Chancellor confirms permanent home for Treasury's Darlington base

Office for 1,100 officials will be built on empty car park
Brunswick Street, where the Darlington Economic Campus will be. Photo: Google Maps

By Tevye Markson

26 Jul 2022

The Treasury is forging ahead with a plan to build its Darlington base in an abandoned car park, the chancellor has announced.

Nadhim Zahawi, on his first visit to the town since taking over from Rishi Sunak, confirmed Brunswick Street, an empty car park five minutes from the city centre, will be the permanent site for the Darlington “economic campus”.

The Treasury named the site as its preferred location for the offices in April – followed by an existing development close to Teesside University’s National Horizon Centre.

The creation of the campus is part of the government’s Places for Growth programme, which aims to relocate 22,000 jobs outside London by the end of the decade, in alignment with the government's levelling up agenda. Around 6,000 civil service jobs have moved out of London so far.

The Treasury announced in March 2021 that Darlington would be the home of its northern base, with 300 of its staff expected to work there by 2025.

So far there are around 130 Treasury officials working in the city. Teams have now begun moving from the interim office at Bishopsgate House , an existing Department for Education office, into a longer-term temporary home in Feethams House, a nearby office complex.

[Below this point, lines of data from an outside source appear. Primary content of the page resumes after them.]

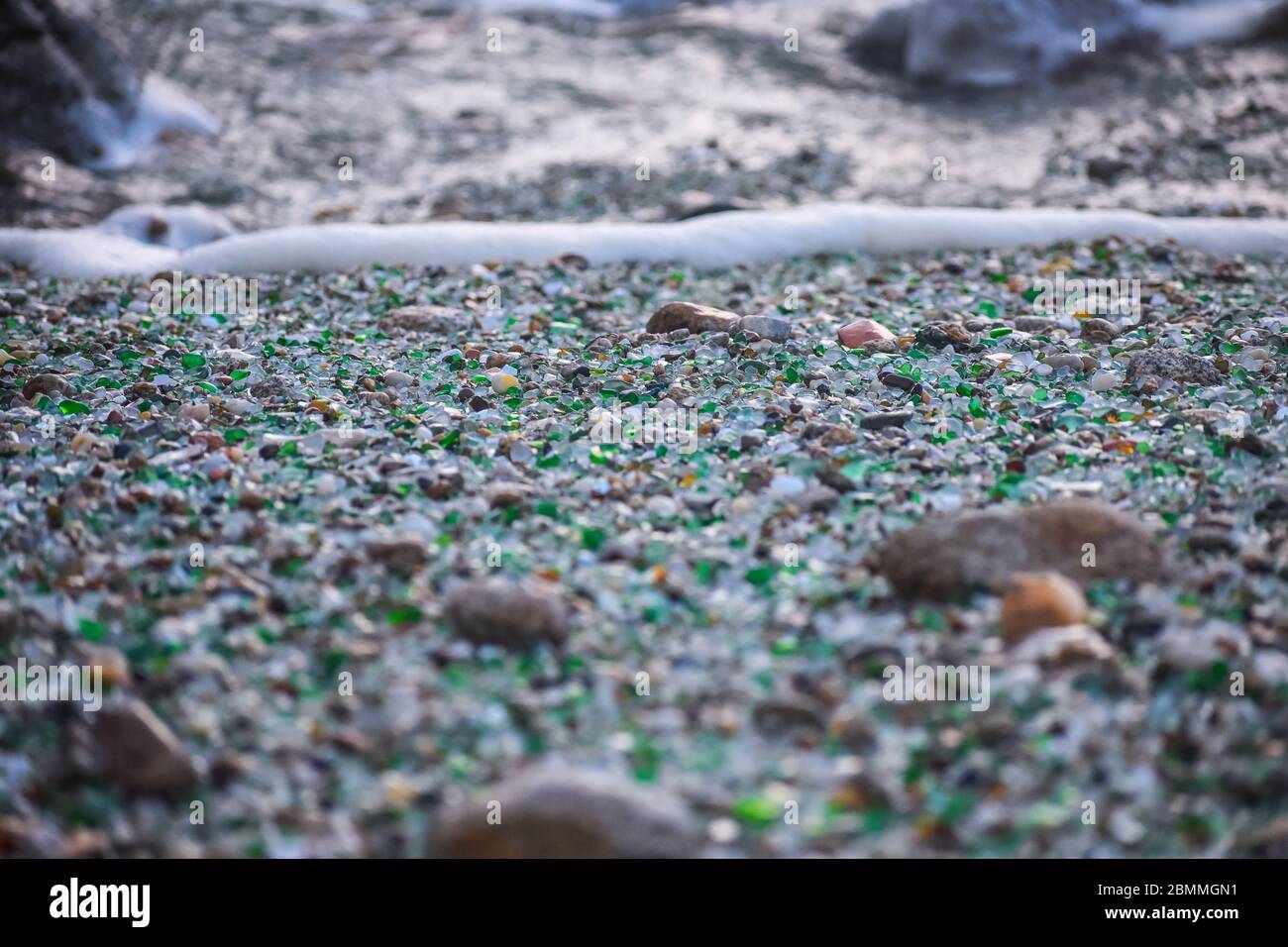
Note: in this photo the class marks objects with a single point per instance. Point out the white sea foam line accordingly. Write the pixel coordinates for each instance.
(706, 243)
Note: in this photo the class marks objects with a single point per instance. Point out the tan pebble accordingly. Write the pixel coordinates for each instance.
(861, 333)
(1041, 599)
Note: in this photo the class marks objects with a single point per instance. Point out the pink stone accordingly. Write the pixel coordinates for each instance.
(861, 333)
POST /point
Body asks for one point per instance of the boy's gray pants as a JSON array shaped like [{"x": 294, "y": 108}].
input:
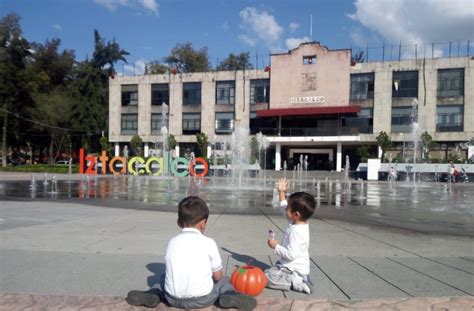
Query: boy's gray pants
[
  {"x": 280, "y": 277},
  {"x": 221, "y": 287}
]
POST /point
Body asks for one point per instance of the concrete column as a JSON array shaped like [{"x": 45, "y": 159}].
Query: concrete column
[
  {"x": 145, "y": 150},
  {"x": 339, "y": 157},
  {"x": 117, "y": 149},
  {"x": 278, "y": 157}
]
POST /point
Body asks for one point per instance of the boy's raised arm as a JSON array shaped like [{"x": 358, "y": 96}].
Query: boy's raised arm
[{"x": 282, "y": 187}]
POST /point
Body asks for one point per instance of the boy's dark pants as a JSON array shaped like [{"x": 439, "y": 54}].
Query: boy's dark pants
[{"x": 221, "y": 287}]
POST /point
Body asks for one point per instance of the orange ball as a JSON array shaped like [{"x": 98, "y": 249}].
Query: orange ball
[{"x": 249, "y": 280}]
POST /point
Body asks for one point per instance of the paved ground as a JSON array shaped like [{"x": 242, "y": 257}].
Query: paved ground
[{"x": 89, "y": 255}]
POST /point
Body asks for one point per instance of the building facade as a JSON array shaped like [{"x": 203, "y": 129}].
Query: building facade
[{"x": 312, "y": 102}]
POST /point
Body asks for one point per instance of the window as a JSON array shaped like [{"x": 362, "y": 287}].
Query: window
[
  {"x": 260, "y": 91},
  {"x": 160, "y": 94},
  {"x": 405, "y": 84},
  {"x": 129, "y": 123},
  {"x": 309, "y": 60},
  {"x": 402, "y": 119},
  {"x": 451, "y": 82},
  {"x": 157, "y": 123},
  {"x": 192, "y": 93},
  {"x": 449, "y": 118},
  {"x": 129, "y": 95},
  {"x": 362, "y": 86},
  {"x": 224, "y": 122},
  {"x": 225, "y": 92},
  {"x": 191, "y": 123}
]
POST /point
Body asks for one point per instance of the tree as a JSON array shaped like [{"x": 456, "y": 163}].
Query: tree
[
  {"x": 91, "y": 78},
  {"x": 384, "y": 142},
  {"x": 202, "y": 142},
  {"x": 136, "y": 145},
  {"x": 236, "y": 62},
  {"x": 106, "y": 55},
  {"x": 358, "y": 57},
  {"x": 14, "y": 96},
  {"x": 171, "y": 142},
  {"x": 426, "y": 144},
  {"x": 50, "y": 68},
  {"x": 185, "y": 58},
  {"x": 363, "y": 152},
  {"x": 155, "y": 68},
  {"x": 52, "y": 113}
]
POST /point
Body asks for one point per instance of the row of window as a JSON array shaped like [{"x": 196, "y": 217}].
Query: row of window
[
  {"x": 191, "y": 123},
  {"x": 225, "y": 93},
  {"x": 449, "y": 118},
  {"x": 405, "y": 84}
]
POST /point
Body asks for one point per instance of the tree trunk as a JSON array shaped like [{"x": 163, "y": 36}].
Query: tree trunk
[{"x": 4, "y": 140}]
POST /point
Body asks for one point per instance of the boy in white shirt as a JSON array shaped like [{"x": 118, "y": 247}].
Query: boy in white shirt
[
  {"x": 194, "y": 276},
  {"x": 292, "y": 270}
]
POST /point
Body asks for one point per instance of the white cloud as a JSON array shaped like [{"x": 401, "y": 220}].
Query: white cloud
[
  {"x": 225, "y": 26},
  {"x": 292, "y": 43},
  {"x": 150, "y": 6},
  {"x": 259, "y": 26},
  {"x": 137, "y": 68},
  {"x": 421, "y": 21},
  {"x": 247, "y": 40},
  {"x": 112, "y": 4},
  {"x": 293, "y": 27}
]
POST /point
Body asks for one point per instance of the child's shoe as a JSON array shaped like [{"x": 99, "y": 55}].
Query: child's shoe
[
  {"x": 237, "y": 301},
  {"x": 150, "y": 298}
]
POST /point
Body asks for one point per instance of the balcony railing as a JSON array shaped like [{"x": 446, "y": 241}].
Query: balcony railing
[{"x": 326, "y": 131}]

The move will be completed in September, ahead of the permanent site being ready in 2025.

Treasury staff will be joined by civil servants from other departments, bringing the number of new roles based at the site to more than 1,100. The campus will house teams from the Department for International Trade, the Department for Business, Energy and Industrial Strategy, the Department for Levelling Up, Housing and Communities, the Department for Digital, Culture, Media and Sport, the Office for National Statistics and the Competition and Markets Authority.

Visiting the city this morning, Zahawi said he was “eager to see more Treasury roles in Darlington”.

“People in all parts of this great country have a right to be at the heart of government decision-making and we are delivering on that promise by moving up to 300 Treasury roles to Darlington by 2025,” he added.

The move to Brunswick Street is subject to a contract and lease agreement.